AbstractSARS‐CoV2 primarily affects the respiratory system but a hyperinflammatory response leading to multisystem inflammatory syndrome – children (MIS‐C), immune dysfunction and various autoimmune manifestations has also been noted. Autoimmunity depends on various factors, including genetic predisposition, environmental factors, immune dysregulation and infections acting as triggers like Epstein‐Barr virus, cytomegalovirus, human immunodeficiency virus, hepatitis B. Molecular mimicry, bystander T‐cell activation and persistence of viral infection are the main mechanisms behind these manifestations. We present here 3 cases of newly diagnosed connective tissue disease with high titers of COVID19 immunoglobulin G antibody in children.

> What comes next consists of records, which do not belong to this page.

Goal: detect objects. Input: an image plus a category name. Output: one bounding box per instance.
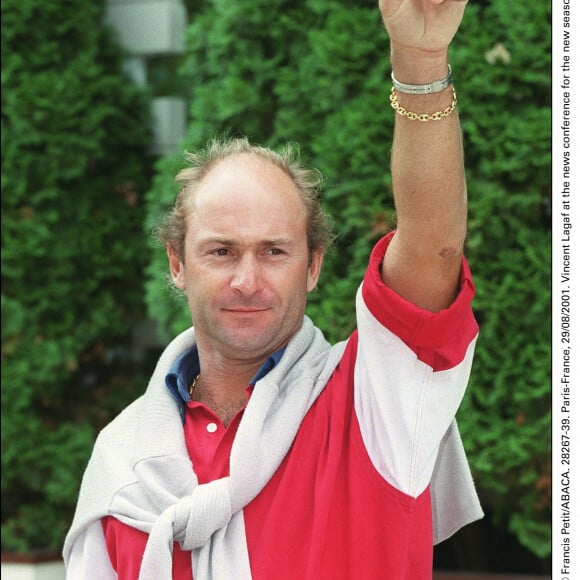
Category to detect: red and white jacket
[65,236,481,580]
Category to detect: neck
[193,345,265,426]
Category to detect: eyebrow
[198,236,295,247]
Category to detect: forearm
[391,46,467,255]
[383,46,467,311]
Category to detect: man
[64,0,481,580]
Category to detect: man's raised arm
[379,0,467,312]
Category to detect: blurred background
[1,0,551,577]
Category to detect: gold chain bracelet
[389,87,457,121]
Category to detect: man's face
[168,154,322,360]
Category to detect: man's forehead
[191,153,303,207]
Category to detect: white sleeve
[354,289,475,497]
[66,520,117,580]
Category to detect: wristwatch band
[391,65,453,95]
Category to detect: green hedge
[147,0,551,557]
[2,0,152,551]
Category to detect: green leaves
[2,0,151,551]
[147,0,551,556]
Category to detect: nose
[230,254,262,296]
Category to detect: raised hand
[379,0,468,53]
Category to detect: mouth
[224,307,269,314]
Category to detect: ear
[306,249,324,292]
[167,245,185,290]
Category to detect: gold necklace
[189,373,201,400]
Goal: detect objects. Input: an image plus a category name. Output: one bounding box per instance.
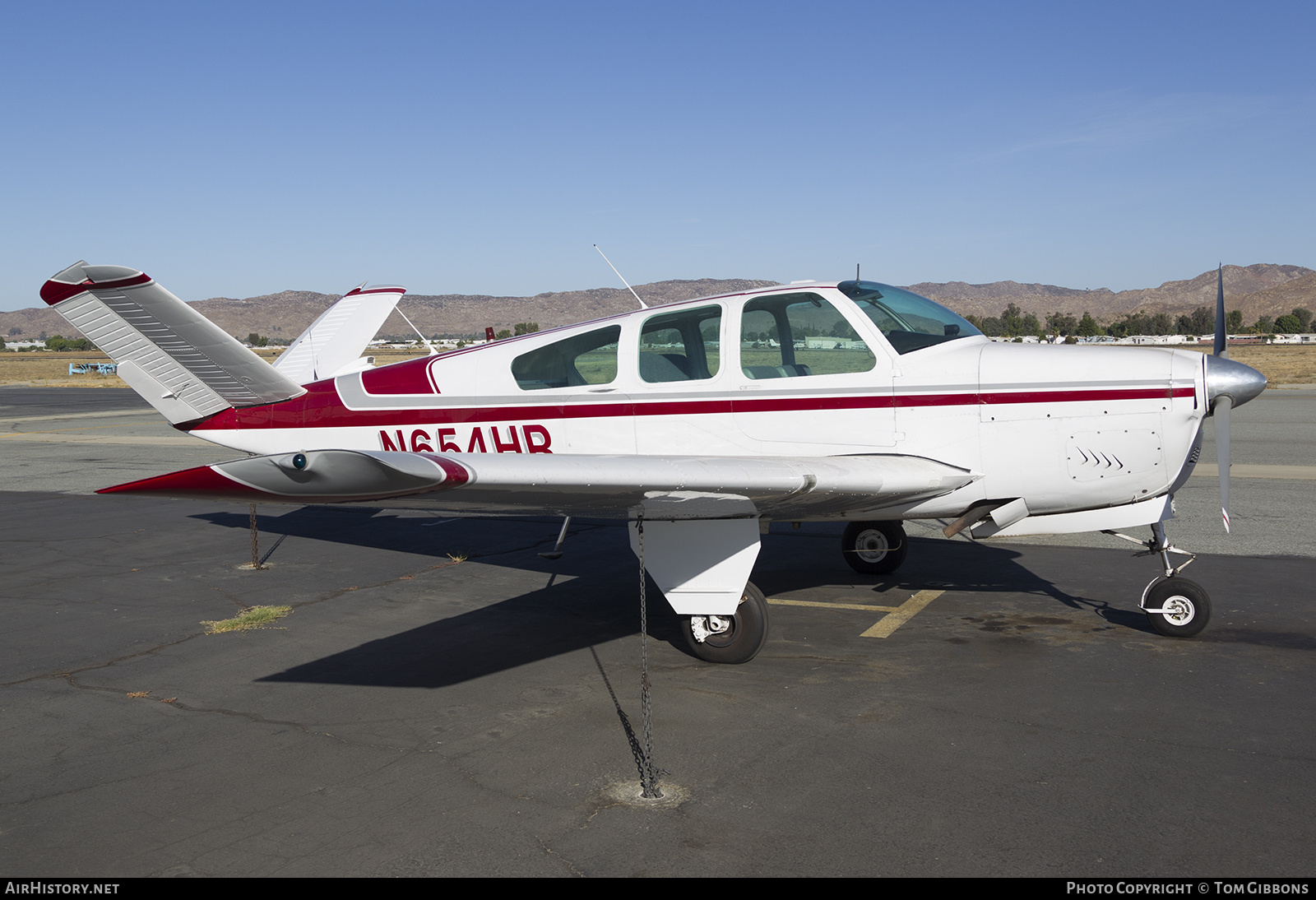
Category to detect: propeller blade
[1211,264,1229,358]
[1215,396,1233,534]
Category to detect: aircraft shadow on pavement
[257,573,684,688]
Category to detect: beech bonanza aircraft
[41,263,1266,663]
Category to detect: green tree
[1046,313,1077,336]
[1275,313,1303,334]
[1000,303,1024,336]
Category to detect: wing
[100,450,979,520]
[41,262,307,425]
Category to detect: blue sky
[0,0,1316,309]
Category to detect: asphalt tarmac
[0,388,1316,878]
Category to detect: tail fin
[274,284,406,384]
[41,262,305,425]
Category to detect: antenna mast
[594,244,649,309]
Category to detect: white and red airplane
[41,262,1266,662]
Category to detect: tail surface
[41,262,305,425]
[274,284,406,384]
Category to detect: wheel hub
[854,531,891,564]
[1161,595,1193,625]
[689,616,732,643]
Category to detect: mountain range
[0,263,1316,340]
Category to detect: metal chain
[636,513,662,800]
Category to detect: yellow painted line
[767,597,900,612]
[2,432,211,450]
[1193,463,1316,481]
[0,421,160,438]
[860,591,945,637]
[0,409,151,425]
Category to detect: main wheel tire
[841,522,910,575]
[1145,578,1211,637]
[682,583,767,663]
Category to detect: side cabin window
[512,325,621,391]
[741,292,878,380]
[640,307,722,383]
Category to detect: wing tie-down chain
[636,513,662,800]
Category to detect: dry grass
[202,606,292,634]
[1184,343,1316,387]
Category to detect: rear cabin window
[640,307,722,383]
[741,294,878,380]
[512,325,621,391]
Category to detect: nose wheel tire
[682,583,767,663]
[1142,578,1211,637]
[841,522,908,575]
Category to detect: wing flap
[101,450,978,520]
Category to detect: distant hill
[910,263,1316,322]
[0,263,1316,340]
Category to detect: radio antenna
[594,244,649,309]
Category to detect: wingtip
[41,259,151,307]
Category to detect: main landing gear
[841,522,908,575]
[1105,522,1211,637]
[682,582,767,663]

A 9‐year‐old girl with fever, oliguria and malar rash (prior history of sore throat) and a 10‐year‐old girl with fever for 2 weeks and choreoathetoid movements were diagnosed as systemic lupus erythematosus (SLE) nephritis (stage 4) and neuropsychiatric SLE, respectively as per European League Against Rheumatism / American College of Rheumatology 2019 criteria. An 8‐year‐old girl with fever, joint pain and respiratory distress (a recent contact with a positive COVID19 patient) presented with altered sensorium, Raynaud's phenomenon noted, and eventually diagnosed as mixed connective tissue disease as per Kusukawa criteria. The immune‐mediated manifestations post‐COVID infection are a de‐novo phenomenon which necessitates further workup as not many studies exist in the pediatric population.